This week, I have found it extremely easy to immerse myself in Italian culture. Why? Well, because I love sports! When I was accepted to the Rome summer program early in the spring semester of 2014, the first thing I did was mark a date on my calendar—June 14, 2014. Why this specific date, you might ask? This was Italy’s first game of the 2014 FIFA World Cup, and it was against a team who posed a large threat—England.
Living in the United States as a die hard soccer fan is a tough life. Few Americans appreciate the game as much as I do. I guess you could say that fans like myself are an endangered species. This is not the case in most of Europe, and more specifically, in Italy, however. Knowing this fact before arriving to Rome, it was safe to assume that I was excited to be a part of this cultural aspect of Rome.

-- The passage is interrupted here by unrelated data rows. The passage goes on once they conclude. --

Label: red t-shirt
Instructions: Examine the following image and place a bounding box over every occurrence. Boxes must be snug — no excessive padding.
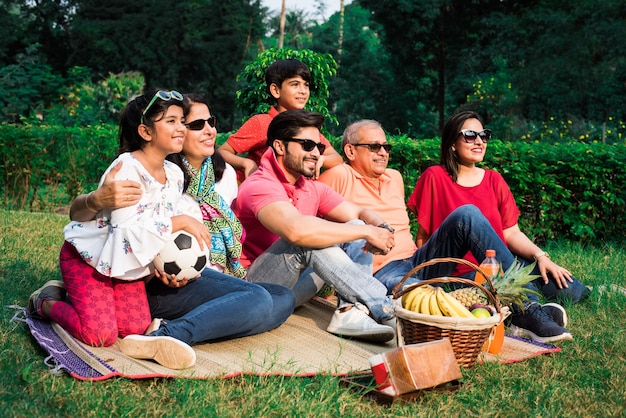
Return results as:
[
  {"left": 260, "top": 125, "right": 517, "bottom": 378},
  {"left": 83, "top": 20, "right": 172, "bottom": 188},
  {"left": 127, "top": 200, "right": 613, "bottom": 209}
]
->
[
  {"left": 407, "top": 165, "right": 520, "bottom": 271},
  {"left": 226, "top": 106, "right": 331, "bottom": 182},
  {"left": 233, "top": 148, "right": 344, "bottom": 267}
]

When Saturday rolled around, I took my opportunity to immerse myself into something which was so foreign to me due to its lesser significance in the United States, but so familiar at the same time due to my passion for the game.
Some friends and I walked to Piazza Venezia around 11:30 for the midnight kick off. I had expected a crowd, but turning a corner and meeting a wall of thousands of anxious Italians gave me the chills. This was real. My heart was pounding, and the smile on my face was from ear to ear. I was in my element, and more importantly, effortlessly and completely immersed in Italian culture for the first time since my arrival. There were no language barriers; the language was just soccer (or calico as it translates); one that I’ve come to adopt in my many years of playing. Simply put, yell at the referee and go crazy when your team scores. There was no staring at the Americans, but rather staring at a giant projector screen. I was not lost somewhere in the city, but rather lost somewhere in a game. When Italy scored first, I thought Mount Vesuvius had come back to life. The Piazza erupted; flags waved vigorously, flares lit the sky a florescent red, and the decibel level pierced my ears with sounds of glory – pure passion.
But this wasn’t my only experience this week. When we stopped at a lake to grab some lunch during an Art History field trip last Friday, I had another very unique experience involving sport and culture. A few Italians were sitting at a nearby sand volleyball court with a ball. Upon approaching them and gesturing whether or not my friends and I could play, we quickly formed teams; Italy versus America. The experience was unique because again a language barrier ceased to exist, similar to when watching the World Cup. (That’s two times in one week, possibly a record to be held throughout my remaining three weeks studying here). When we finished beating up on the Italians, who, by the way, should just stick to soccer, I realized how valuable of an experience I had just gained. Using sports to immerse myself in this foreign culture has been my most useful form of communication, appreciation, and adaptation. Sports have a universal, globalized, language, and when used in the correct manner, they can truly add to and aid in the absorption of a different culture from your own.